Independent research confirms the fundamental claim of a relationship between relative competitive Net Promoter Scores and competitive growth rates.[11] Proponents of the Net Promoter approach point out that the statistical analyses presented prove only that the "recommend" question is similar in predictive power to other metrics, but fail to address the practical benefits of the approach, which are at the heart of the argument Reichheld and Satmetrix put forth.
Proponents of the approach also counter that analyses based on third-party data are inferior to analyses conducted by companies on their own customer sets, and that the practical benefits of the approach (short survey, simple concept to communicate) outweigh any statistical inferiority of the approach.[9]
General Electric uses NPS to evaluate process excellence for its customers, and plans to use NPS as a metric to decide the compensation of its leaders;[12] Procter and Gamble uses NPS to measure consumer reactions to its brands;[7] Allianz uses NPS to maintain what it calls "customer-centricity";[6] and Verizon Wireless uses NPS in all business channels including their call centers and retail stores.[13] Other companies using NPS include American Express, BearingPoint, and Intuit.[9]
Despite its popularity among business executives, the Net Promoter concept has attracted some controversy from academic and market research circles. Research by Keiningham, Cooil, Andreassen and Aksoy disputes that the Net Promoter metric is the best predictor of company growth.[14] Furthermore, Hayes (2008) claimed there was no scientific evidence that the "likelihood to recommend" question is a better predictor of business growth compared to other customer-loyalty questions (e.g., overall satisfaction, likelihood to purchase again). Specifically, Hayes stated that the "likelihood to recommend" question, does not measure anything different from other conventional loyalty-related questions.[15]
Environmental factors may exert an influence on customers' response to the "recommend" question—making comparisons across business units or industries difficult in certain cases. Examples include comparing businesses with an associated social stigma (e.g., cigarettes or online dating) and businesses with different levels of service fulfillment (e.g., delivery services as compared to gyms).

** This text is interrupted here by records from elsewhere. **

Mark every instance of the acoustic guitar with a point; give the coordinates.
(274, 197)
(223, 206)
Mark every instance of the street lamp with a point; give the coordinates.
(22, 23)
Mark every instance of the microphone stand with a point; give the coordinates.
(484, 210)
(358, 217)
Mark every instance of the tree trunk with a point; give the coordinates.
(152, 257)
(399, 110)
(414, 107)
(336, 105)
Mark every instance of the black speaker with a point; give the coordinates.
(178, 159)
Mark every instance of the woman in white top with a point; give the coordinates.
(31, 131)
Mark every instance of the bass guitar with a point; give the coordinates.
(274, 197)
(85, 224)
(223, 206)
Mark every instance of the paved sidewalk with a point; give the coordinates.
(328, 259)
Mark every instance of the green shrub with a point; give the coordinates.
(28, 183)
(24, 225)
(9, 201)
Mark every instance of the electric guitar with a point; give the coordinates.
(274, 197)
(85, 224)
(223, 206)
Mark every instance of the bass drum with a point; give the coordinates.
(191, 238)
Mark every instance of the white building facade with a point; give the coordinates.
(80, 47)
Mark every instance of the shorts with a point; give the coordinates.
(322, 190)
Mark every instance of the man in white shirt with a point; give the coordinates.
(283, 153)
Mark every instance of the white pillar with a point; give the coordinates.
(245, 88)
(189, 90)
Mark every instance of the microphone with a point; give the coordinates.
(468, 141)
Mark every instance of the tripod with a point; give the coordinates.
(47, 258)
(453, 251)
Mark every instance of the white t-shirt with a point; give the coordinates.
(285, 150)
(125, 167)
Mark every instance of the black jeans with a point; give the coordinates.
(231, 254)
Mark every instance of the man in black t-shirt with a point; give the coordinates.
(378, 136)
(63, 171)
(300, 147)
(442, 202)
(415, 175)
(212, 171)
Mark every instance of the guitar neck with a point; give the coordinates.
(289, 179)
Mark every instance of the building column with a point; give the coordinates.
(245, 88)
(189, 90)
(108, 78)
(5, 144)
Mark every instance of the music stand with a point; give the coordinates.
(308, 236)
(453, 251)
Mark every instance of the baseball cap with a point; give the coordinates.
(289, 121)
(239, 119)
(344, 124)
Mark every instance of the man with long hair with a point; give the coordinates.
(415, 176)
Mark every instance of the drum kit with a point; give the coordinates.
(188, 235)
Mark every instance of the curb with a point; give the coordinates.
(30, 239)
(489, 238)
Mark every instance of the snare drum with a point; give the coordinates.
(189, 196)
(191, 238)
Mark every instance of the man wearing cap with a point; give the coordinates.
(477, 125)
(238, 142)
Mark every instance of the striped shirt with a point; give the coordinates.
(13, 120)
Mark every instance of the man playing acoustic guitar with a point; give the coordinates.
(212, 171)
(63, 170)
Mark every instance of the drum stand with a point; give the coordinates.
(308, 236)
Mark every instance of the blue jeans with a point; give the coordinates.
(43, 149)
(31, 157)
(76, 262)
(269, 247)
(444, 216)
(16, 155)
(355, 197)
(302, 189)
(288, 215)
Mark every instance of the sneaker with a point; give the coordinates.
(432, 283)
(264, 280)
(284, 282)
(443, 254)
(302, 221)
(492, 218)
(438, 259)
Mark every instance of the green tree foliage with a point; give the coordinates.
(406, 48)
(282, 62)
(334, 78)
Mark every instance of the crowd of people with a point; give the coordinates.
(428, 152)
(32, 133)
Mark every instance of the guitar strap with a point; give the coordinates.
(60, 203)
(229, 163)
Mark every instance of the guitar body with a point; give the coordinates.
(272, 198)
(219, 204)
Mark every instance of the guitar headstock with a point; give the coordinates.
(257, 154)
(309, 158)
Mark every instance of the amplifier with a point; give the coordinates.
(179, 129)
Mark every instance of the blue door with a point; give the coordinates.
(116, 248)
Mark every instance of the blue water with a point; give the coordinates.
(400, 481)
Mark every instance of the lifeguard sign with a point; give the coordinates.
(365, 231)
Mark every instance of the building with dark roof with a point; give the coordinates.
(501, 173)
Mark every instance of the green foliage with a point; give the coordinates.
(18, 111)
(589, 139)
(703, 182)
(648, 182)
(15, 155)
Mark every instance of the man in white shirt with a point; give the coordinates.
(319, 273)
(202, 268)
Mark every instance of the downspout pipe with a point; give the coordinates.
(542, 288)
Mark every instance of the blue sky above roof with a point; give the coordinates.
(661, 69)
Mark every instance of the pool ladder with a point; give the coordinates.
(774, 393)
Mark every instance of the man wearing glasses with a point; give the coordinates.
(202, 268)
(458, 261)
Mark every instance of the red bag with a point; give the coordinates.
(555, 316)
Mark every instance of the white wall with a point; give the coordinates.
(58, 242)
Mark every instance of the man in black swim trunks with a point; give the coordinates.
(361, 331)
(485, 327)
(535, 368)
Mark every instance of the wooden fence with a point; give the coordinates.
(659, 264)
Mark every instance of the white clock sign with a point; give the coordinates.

Moreover, determining when the survey should be delivered may be more obvious in some cases than in others (such as in the case of a gym), where customer attitudes may be likely to change over time.
Daniel Schneider, Jon Krosnick, et al. found that out of four scales tested, the 11-point scale advocated by Reicheld had the lowest predictive validity of the scales tested.[16] Others have taken issue with the calculation methodology, claiming that by collapsing an 11-point scale to three components (e.g., Promoters, Passives, Detractors), significant information is lost and statistical variability of the result increases.[9] The validity of NPS scale cut-off points across industries and cultures has also been questioned.[17]